All this is accomplished with a staff of three, volunteers and a handful of summer student interns.

Among the volunteers is one of those letter-writers, research chair Baruch Cohen, who at 93, continues to come into the CIJR’s downtown office every day as he has throughout its history, although he has had to reduce his hours of late.

Many of the other original leaders and supporters remain, but CIJR has rejuvenated in the last couple of years. It now has, for example, a young adult division headed by David Smajovits.

In the last couple of years, it has also expanded its operations to Toronto, to become a national organization.

Now, it is about to go international. A U.S. affiliate, based in Washington, D.C., is in the final stages of legal incorporation, said Krantz, who remains CIJR’s unsalaried director.

“We have a board in place, chaired by Asaf Romirowsky, and a couple of fellows on the academic council,” Krantz said. “Chapters are planned for New York, Philadelphia, Chicago and Los Angeles, as well as Washington.”

The Israeli Romirowsky, a commentator on Middle Eastern affairs, teaches at Pennsylvania State University and is acting executive director of Scholars for Peace in the Middle East.

Another confirmed board member is Rabbi Abraham Cooper, associate dean of the Simon Wiesenthal Center in Los Angeles.

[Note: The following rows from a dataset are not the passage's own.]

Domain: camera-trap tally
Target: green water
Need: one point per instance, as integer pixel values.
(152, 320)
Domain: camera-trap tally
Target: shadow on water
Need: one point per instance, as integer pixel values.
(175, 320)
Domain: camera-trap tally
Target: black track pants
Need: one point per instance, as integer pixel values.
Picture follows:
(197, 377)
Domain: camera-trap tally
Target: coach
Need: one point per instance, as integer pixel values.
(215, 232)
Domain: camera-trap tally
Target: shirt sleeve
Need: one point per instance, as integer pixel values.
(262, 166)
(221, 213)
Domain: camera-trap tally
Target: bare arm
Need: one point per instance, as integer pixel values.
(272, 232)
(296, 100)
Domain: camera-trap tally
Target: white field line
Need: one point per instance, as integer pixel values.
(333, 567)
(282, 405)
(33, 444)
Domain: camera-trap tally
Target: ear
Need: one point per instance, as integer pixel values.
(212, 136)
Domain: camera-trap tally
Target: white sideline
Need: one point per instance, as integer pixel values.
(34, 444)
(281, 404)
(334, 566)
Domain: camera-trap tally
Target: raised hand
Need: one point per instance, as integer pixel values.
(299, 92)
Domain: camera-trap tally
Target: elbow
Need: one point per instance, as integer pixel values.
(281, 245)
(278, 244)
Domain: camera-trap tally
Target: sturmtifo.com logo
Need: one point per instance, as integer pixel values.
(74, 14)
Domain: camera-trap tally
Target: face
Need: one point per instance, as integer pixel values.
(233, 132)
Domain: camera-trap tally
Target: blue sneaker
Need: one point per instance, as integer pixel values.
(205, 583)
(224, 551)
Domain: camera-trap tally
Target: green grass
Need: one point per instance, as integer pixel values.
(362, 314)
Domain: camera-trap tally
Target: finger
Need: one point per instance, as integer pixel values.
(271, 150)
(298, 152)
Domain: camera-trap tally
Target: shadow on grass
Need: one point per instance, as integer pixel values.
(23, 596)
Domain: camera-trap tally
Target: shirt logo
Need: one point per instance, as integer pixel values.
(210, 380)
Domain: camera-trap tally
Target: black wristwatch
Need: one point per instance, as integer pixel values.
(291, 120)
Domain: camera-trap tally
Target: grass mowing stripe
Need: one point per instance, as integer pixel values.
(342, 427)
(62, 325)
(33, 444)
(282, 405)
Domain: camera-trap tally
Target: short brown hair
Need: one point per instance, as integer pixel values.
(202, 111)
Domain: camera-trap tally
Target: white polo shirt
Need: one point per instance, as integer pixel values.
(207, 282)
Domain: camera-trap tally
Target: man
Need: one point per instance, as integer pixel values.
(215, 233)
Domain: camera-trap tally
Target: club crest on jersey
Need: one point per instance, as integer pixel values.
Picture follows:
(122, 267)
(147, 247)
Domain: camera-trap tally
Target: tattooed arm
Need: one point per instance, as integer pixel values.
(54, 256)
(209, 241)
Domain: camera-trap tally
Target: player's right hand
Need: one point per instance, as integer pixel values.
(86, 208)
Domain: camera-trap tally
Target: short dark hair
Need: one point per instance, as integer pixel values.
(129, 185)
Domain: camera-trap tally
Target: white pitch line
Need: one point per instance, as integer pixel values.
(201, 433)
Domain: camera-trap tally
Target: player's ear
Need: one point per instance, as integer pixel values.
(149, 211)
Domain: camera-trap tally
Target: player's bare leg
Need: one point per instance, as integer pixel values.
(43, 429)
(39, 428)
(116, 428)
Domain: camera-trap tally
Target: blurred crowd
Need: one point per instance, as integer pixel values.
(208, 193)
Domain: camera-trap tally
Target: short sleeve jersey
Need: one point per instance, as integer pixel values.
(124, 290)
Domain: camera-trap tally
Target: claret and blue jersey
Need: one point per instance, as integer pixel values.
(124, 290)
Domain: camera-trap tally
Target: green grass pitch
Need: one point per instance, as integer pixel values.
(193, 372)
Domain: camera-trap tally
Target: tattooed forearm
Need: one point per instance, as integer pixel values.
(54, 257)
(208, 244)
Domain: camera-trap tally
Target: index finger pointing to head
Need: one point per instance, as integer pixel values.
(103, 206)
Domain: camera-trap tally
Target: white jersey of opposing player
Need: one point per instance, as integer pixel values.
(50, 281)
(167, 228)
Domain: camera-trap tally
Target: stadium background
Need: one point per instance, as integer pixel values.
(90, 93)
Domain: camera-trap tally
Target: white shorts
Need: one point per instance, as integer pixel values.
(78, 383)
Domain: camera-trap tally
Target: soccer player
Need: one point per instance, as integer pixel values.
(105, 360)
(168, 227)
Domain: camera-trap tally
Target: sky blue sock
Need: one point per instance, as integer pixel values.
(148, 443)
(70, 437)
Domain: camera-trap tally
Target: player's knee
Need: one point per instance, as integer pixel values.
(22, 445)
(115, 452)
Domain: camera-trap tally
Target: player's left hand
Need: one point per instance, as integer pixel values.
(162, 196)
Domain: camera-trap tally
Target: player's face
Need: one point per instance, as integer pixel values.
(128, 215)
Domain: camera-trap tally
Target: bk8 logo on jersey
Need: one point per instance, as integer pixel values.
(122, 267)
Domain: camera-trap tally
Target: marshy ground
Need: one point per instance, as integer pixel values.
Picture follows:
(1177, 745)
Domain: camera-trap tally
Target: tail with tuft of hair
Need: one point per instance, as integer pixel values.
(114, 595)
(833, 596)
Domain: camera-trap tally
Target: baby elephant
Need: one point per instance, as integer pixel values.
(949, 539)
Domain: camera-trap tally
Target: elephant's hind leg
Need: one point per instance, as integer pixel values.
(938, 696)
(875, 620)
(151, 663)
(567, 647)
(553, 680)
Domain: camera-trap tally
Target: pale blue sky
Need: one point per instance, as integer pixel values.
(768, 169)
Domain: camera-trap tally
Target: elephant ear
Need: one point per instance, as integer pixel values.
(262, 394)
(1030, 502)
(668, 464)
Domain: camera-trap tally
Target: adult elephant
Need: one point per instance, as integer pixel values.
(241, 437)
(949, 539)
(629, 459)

The keynote speaker at the June 18 gala will be Hillel Neuer, the Montreal-born executive director of UN Watch in Geneva, Switzerland, which combats anti-Israel expressions made by the United Nations Human Rights Council.

A former student of Krantz’s at Concordia’s Liberal Arts College, Neuer is one of a cadre of students trained at CIJR who have gone on to be effective advocates for Israel.

Neuer, a McGill University law graduate, was editor of the CIJR student publication Dateline: Middle East. His writings today are published widely and he is a frequent commentator on major TV networks. On June 19, Neuer will speak at a CIJR cocktail reception in Toronto.

Also speaking in Montreal will be Irvin Ungar, director of the Arthur Szyk Foundation in San Francisco, which is devoted to preserving the memory of the Polish Jewish artist of that name. After he immigrated to the United States, his work was vital in the fight against Nazism.

The gala invitation bears one of his striking paintings, Bar Kochba, done in Paris in 1927.

Federal Natural Resources Minister Joe Oliver will also speak.

The honorees of the evening are Deborah and Aaron Remer, longtime CIJR supporters. He has served on its board almost since it was founded.

Tribute will also be paid to Sean Wilson, the University of Regina student leader who was instrumental in the repeal of a student union resolution in support of an Israel boycott.